Burna Boy has hit 47.4 million monthly listeners on Spotify, making him the most-streamed African artist on the platform right now. The milestone came on the back of “Dai Dai,” his World Cup collaboration with Shakira, which sent his numbers surging past fellow African superstar Tyla.
It’s a big deal because Tyla had been holding that crown, and she didn’t exactly get there quietly. Her rise was one of the more talked-about stories in African music over the past couple of years, so being overtaken is a shift worth paying attention to.
The Shakira factor here is hard to ignore. Pairing with one of the most globally recognized names in pop and doing it on a World Cup stage gave Burna Boy access to audiences that might never have found him through Afrobeats alone, and the streaming numbers show exactly how wide that reach went.

Burna Boy performing “Dai Dai” live at the La Défense Arena in France only added fuel to the momentum. A World Cup performance is one of those rare moments where the audience isn’t just fans, it’s billions of casual viewers who suddenly want to know who that guy on stage is.
From Burna Boy’s side, this feels like a natural progression for an artist who has spent years insisting on his own global lane without compromising his sound. He’s performed at major venues across Europe and the US, built a fanbase that crosses continents, and now the Spotify data is catching up with what his live audiences already knew.

Tyla, for her part, had her own massive crossover moment with “Water,” which became a genuine global hit and introduced amapiano-influenced sounds to mainstream pop listeners worldwide. The fact that two African artists are now trading the top spot on a metric like this would have seemed unlikely just a few years ago.

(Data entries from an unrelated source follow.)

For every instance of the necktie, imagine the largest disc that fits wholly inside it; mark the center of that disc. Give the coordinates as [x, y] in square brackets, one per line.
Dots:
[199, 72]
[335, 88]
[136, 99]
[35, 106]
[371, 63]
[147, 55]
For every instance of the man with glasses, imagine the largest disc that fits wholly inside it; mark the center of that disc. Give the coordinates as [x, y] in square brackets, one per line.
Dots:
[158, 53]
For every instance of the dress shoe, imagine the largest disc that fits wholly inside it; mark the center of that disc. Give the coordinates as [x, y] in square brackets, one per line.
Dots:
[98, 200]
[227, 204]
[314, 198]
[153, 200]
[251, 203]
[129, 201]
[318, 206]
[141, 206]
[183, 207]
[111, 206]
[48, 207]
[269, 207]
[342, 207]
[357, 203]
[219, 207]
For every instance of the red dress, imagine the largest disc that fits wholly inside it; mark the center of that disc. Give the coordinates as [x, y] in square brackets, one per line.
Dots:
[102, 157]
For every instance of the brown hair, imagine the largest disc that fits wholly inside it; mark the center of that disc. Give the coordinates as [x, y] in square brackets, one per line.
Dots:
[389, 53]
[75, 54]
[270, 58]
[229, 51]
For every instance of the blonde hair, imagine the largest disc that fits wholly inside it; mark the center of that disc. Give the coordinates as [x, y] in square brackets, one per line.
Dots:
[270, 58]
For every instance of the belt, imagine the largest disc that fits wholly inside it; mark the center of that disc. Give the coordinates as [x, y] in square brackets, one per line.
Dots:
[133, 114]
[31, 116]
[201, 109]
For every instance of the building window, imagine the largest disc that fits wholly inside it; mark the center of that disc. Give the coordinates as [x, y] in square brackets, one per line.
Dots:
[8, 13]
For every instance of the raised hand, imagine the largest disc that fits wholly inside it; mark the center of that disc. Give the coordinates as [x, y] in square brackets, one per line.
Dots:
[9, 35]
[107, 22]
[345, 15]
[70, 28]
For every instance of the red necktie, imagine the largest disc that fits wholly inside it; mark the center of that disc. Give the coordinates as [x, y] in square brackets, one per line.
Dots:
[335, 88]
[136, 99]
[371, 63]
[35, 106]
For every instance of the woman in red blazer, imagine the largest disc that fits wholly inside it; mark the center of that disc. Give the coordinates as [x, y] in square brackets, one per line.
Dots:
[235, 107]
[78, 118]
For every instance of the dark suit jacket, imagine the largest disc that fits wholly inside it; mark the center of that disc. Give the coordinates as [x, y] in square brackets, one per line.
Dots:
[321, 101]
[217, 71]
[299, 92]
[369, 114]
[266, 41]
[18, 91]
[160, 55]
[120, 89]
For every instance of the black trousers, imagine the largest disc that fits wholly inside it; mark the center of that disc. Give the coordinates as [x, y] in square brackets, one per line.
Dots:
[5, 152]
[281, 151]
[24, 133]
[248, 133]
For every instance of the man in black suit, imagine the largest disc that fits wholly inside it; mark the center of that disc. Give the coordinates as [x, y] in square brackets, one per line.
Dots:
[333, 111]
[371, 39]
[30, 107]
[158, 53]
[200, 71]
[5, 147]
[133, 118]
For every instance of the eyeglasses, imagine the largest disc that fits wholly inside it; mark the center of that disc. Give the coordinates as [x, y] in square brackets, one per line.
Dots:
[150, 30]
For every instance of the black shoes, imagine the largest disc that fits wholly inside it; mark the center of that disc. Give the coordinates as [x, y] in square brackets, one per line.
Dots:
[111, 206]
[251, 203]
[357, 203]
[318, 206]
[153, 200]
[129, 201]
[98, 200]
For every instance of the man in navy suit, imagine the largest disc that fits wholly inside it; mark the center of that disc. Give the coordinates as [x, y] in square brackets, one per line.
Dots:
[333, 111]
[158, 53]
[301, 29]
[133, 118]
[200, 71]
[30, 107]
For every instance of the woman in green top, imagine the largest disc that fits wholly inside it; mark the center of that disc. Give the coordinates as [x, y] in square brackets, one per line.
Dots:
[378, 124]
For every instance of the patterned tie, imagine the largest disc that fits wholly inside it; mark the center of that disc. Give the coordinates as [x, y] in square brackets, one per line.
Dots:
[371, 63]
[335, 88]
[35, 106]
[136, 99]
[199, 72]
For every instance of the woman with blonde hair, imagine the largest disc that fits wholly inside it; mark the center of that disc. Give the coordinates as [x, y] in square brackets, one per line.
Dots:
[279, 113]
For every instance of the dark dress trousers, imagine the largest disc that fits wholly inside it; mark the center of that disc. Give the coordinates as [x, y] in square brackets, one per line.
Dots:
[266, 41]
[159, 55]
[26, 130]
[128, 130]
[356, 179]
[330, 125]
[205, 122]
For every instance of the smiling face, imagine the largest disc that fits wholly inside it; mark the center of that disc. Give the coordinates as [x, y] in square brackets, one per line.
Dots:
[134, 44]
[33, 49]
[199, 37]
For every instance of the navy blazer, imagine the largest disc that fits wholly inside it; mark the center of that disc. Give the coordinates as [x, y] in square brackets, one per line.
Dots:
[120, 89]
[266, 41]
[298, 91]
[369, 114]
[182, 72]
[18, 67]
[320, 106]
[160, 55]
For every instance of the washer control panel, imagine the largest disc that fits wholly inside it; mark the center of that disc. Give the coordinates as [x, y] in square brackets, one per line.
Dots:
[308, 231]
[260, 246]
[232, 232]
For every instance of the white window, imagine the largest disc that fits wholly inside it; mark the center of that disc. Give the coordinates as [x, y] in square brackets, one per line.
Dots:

The broader picture is that African artists are no longer just breaking through in niche pockets of the streaming world. Reaching 47 million monthly listeners puts Burna Boy in the same conversation as some of the biggest Western pop and hip-hop acts on the platform, not just the biggest African ones.
There’s also a question of what comes next for both artists. Tyla is still riding the wave of her debut album’s success, and she has the kind of pop appeal that could easily pull those numbers back. Burna Boy, meanwhile, has a habit of using big moments as launchpads rather than finish lines.
Whether “Dai Dai” becomes one of those songs that defines a summer or fades once the World Cup buzz dies down will say a lot about how sticky this new audience actually is. The numbers are there right now, but keeping 47 million people around is a different challenge entirely.